Tumore al seno, a Viterbo screening gratuiti grazie alla struttura mobile della Asl

L'unità presso la quale è possibile sottoporsi agli esami diagnostici, sarà nella frazione di San Martino fino al 24 febbraio, poi si sposterà a viale Trento

Il programma di screening mammografico itinerante, per la prevenzione del tumore al seno, torna a far tappa a Viterbo. Fino al 24 febbraio, sarà possibile sottoporsi agli esami preventivi presso la struttura mobile presente a San Martino, frazione del comune viterbese. Dal 25 febbraio al 22 maggio, invece, l'unità si sposterà a viale Trento, nel centro del capoluogo della Tuscia.

 

A chi è rivolto. Oltre 9000 donne di età compresa tra i 50 e i 69 anni, sono state già contattate dal team dell'azienda ospedaliera viterbese per invitarle a partecipare al programma preventivo. Il piano di screening mammografico, è un percorso di diagnosi precoce, finalizzato alla prevenzione. Del resto, lo la mammografia è l'esame più specifico e più sensibile per individuare precocemente il tumore e, quindi, per aumentare la sopravvivenza e migliorare la qualità della vita grazie a interventi chirurgici sempre più conservativi e terapie mediche meno aggressive.

 

Fare prevenzione. Il piano di prevenzione della Asl di Viterbo, è attivo dalla fine del 2003 ma è entrato a pieno regime a partire dal 2006. Si tratta dunque della quinta volta che l’unità mobile torna a Viterbo con l’obiettivo di superare il 57% di adesioni registrato nel 2013.

 

“Se, a seguito dell’esame effettuato, la mammografia è normale - spiega Silvia Brezzi, coordinatrice dei programmi di screening della Asl di Viterbo, – la risposta viene spedita a casa e la donna ha la garanzia di essere richiamata dopo 2 anni per il successivo programma di screening gratuito.

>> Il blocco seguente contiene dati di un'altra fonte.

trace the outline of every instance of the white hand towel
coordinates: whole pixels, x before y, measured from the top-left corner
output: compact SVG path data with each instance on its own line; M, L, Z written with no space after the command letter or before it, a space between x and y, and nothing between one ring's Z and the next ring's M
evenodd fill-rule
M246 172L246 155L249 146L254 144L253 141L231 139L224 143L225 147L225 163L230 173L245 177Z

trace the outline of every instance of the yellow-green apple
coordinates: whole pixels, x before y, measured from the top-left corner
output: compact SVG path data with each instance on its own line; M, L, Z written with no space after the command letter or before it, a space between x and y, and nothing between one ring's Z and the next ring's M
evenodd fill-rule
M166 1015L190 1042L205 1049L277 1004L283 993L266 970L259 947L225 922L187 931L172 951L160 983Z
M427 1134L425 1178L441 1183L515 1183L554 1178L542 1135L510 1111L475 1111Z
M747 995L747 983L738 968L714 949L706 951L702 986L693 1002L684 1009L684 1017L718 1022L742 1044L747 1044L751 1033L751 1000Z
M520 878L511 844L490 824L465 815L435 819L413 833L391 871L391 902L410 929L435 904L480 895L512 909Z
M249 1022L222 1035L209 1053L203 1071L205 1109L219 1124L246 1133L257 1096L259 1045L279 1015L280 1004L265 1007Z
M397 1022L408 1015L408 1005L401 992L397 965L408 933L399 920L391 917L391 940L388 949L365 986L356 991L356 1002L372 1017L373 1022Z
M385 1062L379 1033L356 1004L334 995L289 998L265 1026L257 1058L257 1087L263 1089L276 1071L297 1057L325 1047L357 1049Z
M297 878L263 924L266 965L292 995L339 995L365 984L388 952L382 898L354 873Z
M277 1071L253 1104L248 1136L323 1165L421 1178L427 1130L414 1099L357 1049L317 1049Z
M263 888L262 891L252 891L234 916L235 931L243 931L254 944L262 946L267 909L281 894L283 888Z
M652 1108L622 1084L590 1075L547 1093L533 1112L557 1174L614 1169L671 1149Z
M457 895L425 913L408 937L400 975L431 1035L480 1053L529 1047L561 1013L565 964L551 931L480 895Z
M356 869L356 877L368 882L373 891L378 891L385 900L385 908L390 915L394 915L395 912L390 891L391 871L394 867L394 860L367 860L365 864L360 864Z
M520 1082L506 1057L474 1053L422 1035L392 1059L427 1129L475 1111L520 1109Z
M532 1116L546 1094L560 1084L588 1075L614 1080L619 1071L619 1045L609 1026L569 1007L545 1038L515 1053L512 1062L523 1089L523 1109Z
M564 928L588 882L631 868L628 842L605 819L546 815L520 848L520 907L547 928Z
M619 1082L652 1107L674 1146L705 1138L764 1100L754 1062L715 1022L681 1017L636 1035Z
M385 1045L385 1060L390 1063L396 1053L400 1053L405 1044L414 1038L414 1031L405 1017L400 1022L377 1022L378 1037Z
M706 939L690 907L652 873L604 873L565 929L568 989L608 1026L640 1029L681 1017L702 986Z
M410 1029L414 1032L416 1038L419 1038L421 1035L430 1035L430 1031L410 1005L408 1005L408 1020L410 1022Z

Se invece la mammografia rileva un’anomalia o una lesione del tessuto mammario, la donna è contattata telefonicamente da un operatore sanitario per concordare un appuntamento presso il Centro di II livello (Unità operativa di Diagnostica e prevenzione senologica di Montefiascone) dove vengono effettuate le indagini necessarie per ottenere la diagnosi (visita senologica, ecografia, ulteriori proiezioni mammografiche, prelievo con ago)”.

 

Se anche il risultato degli accertamenti di II livello rileva delle problematiche, alla donna viene proposto un percorso chirurgico oncologico riabilitativo presso l’ospedale di Belcolle dove opera la Breast unit, recentemente attivata dall’Azienda.

 

Le associazioni di volontariato. Per assicurare una diffusione capillare del programma preventivo, la Asl di Viterbo ha chiamato a raccolta le organizzazioni di volontariato, ormai parte integrante della rete senologica. “ Le associazioni Beatrice e Aman stanno mettendo in campo uno sforzo notevole – sottolinea Silvia Brezzi - per consegnare il nostro materiale informativo a tutti i medici di medicina generale e a tutte le farmacie di Viterbo. Nei prossimi giorni, ci rivolgeremo anche alle circa 90 associazioni del Tavolo permanente del volontariato attivo presso la nostra azienda sanitaria”.